3 things to know about Blake 'Belldozer' Bell, Oklahoma's tank of a QB

Brett Deering

Will the Baylor Bears be able to contain Blake Bell, the Belldozer?

1. He's kind of like a defensive end playing quarterback, and we mean that as a compliment.

Blake Bell stands 6'6 and weighs 252. That means he weighs more than Nikita Whitlock, the Wake Forest nose tackle who might be the best interior defensive lineman in the country.

And it fits, pedigree-wise! Bell's dad, Mark, was a defensive end with the Seahawks and Chiefs, and his uncle, Mike, was also a defensive end with the Chiefs.

Bell has rushed for 245 yards this year after backing up Landry Jones and serving as a goal-line quarterback -- yes, it's sometimes tricky not to make Tim Tebow comparisons.

2. He had to fight for his job.

In a shocking move, Oklahoma named the more conventional Trevor Knight its starter for its opener against Louisiana-Monroe, but Knight was injured during the Sooners' win against West Virginia. Bell took over, and hasn't looked back since.

Bell was a highly-touted recruit coming out of Kansas, and made a name for himself as a short-yardage rusher over his first two season with the Sooners, scoring an astounding 24 touchdowns over his freshman and sophomore campaigns.

His passing game was suspect, but Bell put may of those concerns to rest in his first start, when he averaged 11.2 yards per attempt and threw four touchdowns against zero interceptions in a dominating win (and a record-setting performance) over Tulsa.

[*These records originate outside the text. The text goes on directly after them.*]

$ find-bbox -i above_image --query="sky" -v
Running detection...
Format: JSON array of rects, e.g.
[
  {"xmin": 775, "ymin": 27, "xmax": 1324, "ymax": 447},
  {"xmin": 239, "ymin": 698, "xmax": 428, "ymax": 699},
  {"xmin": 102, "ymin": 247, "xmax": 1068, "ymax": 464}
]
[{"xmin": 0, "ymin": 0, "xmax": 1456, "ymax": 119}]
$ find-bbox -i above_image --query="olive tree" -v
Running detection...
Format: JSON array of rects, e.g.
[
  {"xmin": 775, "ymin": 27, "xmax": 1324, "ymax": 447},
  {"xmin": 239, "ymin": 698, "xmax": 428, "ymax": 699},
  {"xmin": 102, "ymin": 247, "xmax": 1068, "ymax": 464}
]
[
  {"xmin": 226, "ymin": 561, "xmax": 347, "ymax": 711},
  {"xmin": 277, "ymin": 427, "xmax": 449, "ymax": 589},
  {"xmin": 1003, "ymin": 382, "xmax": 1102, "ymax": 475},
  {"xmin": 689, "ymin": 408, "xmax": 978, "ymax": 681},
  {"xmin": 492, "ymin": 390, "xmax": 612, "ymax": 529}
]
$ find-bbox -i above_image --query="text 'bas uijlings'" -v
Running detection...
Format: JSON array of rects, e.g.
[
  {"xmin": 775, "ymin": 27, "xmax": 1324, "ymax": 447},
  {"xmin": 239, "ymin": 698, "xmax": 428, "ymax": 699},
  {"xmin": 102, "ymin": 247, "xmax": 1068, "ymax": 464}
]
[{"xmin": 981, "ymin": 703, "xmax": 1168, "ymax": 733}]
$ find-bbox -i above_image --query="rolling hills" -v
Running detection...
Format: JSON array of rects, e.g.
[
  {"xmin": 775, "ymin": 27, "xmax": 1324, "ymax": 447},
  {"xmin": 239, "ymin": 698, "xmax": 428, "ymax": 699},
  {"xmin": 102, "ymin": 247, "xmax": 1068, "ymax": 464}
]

However, he's been rocky since then, especially against the quality defenses of TCU and the rebuilt Texas, against whom he threw two of his three interceptions as a starter. (Sooners fans pin a lot of that on the game plan.) Which Bell will we get Thursday night?

3. He's quite the matchup problem for defenses.

As you might expect, it's not easy to prepare for someone built like a hybrid defensive end/linebacker who can also throw the ball deep. Notre Dame head coach Brian Kelly said Bell is a tough matchup because the Sooners can design plays where he can either run or pass. Oklahoma won that game, 35-21, thanks to two Bell touchdowns and a combined 291 total yards from the quarterback.

Bell causes particular problems because of the spread offense Oklahoma utilizes. By spreading the field, defenders are forced to leave quite a lot of space open up the middle for Bell to simply run up the middle for a big gain, but if they try and adjust he has the arm power to throw it over their heads for a score. Baylor hasn't had to deal with an offensive weapon as unorthodox as Bell, and they could run into some problems Thursday night.